Les éléments essentiels de la résolution sont :
- une extension de la reconnaissance des travailleurs vulnérables, tels que les auxiliaires de vie, les agents de recyclage et les mineurs;
- l'accent mis sur des politiques sensibles aux considérations de genre;
- la reconnaissance des facteurs d'informalité que sont le non-respect de la législation, le crime organisé, la stigmatisation et des infrastructures d'accompagnement inadéquates;
- un appel à l'application ferme des législations du travail et pour une protection sociale universelle;
- la préconisation de la diligence raisonnable et de la réglementation des chaînes d'approvisionnement pour s'attaquer à l'emploi informel dans les activités des entreprises à l'international.
Les droits des travailleurs sont des droits de l'homme
Par une décision très politique, la CIT a voté l'octroi du statut d'observateur non-membre à la Palestine, qui était considérée précédemment comme un mouvement de libération. Cela lui permet de participer aux réunions de l'OIT en tant qu'État observateur non-membre, dans la foulée de sa reconnaissance internationale croissante.
La CIT a adopté une résolution sur le Myanmar au titre de l'article 33 de la Constitution de l'OIT qui dénonce la junte militaire du Myanmar. Cette mesure, que l'OIT n'avait appliquée que deux fois auparavant, enjoint aux autorités militaires d'appliquer intégralement les recommandations de la Commission d'enquête de l'OIT, en particulier pour la liberté syndicale et l'élimination du travail forcé. La résolution appelle à un soutien et un examen internationaux plus approfondis afin de promouvoir les droits des travailleurs du Myanmar.
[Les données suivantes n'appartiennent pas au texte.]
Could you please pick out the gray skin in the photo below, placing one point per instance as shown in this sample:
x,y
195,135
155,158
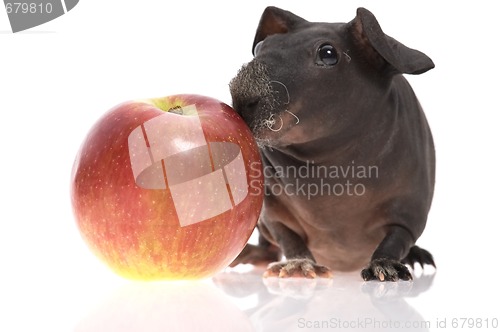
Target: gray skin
x,y
331,96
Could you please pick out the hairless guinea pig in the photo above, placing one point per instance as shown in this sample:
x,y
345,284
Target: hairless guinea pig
x,y
347,152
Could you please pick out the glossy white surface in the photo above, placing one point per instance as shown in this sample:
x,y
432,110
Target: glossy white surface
x,y
58,79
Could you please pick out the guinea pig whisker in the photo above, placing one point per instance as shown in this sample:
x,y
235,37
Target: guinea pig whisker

La Commission de l'application des normes (CAN) a examiné 24 cas individuels de pays. Pendant la session spéciale sur le Bélarus, IndustriALL a condamné la répression du syndicalisme démocratique, soulignant la dissolution de ses affiliés et l'emprisonnement de dirigeants syndicaux sur des chefs d'accusation politiques. IndustriALL a réclamé la libération immédiate et inconditionnelle d'activistes emprisonnés, dont Henadz Fiadynich, Vatslau Areshka, et cinq dirigeantes comme Volha Brytsikava, dont beaucoup sont mis à l'isolement, victimes de mauvais traitements et voient leur santé se dégrader. Une surveillance internationale doit être entretenue jusqu'à ce que le gouvernement bélarusse mette en œuvre des progrès significatifs.
Dans la session sur la Hongrie, IndustriALL a interpelé le gouvernement hongrois qui sape les droits syndicaux au moyen de textes de loi vagues, d'une surveillance numérique des travailleurs et d'un affaiblissement du dialogue social. IndustriALL a condamné la suppression du prélèvement automatique des cotisations syndicales, qui a causé un déclin prononcé des taux d'affiliation et des finances des syndicats, et il a réclamé des réformes urgentes afin de protéger la liberté d'expression, de simplifier l'enregistrement des syndicats, d'amender la Loi sur la grève et de rétablir la négociation collective sectorielle.
IndustriALL a aussi évoqué les cas de la Géorgie, de l'Irak, du Kirghizistan et de la Malaisie, où les travailleurs se voient imposer des limites à leur liberté de s'organiser et sont confrontés à un affaiblissement des lois sur le travail.
Selon Atle Høie, le secrétaire général d'IndustriALL :
"La Conférence internationale du travail de cette année a marqué un tournant pour les travailleurs et les syndicats du monde entier. L'adoption de la Convention sur les risques biologiques instaure une nouvelle référence en matière de sécurité au travail, tandis que l'ouverture de négociations pour le travail décent dans l'économie des plateformes est une grande avancée pour les travailleurs précaires.
"Et surtout, l'application au Myanmar des sanctions prévues à l'article 33 envoie un message fort : la poursuite par la junte militaire d'une répression violente contre les syndicats et les travailleurs aura des conséquences au sein de la communauté internationale. IndustriALL continuera à défendre ses affiliés et leurs droits fondamentaux au travail."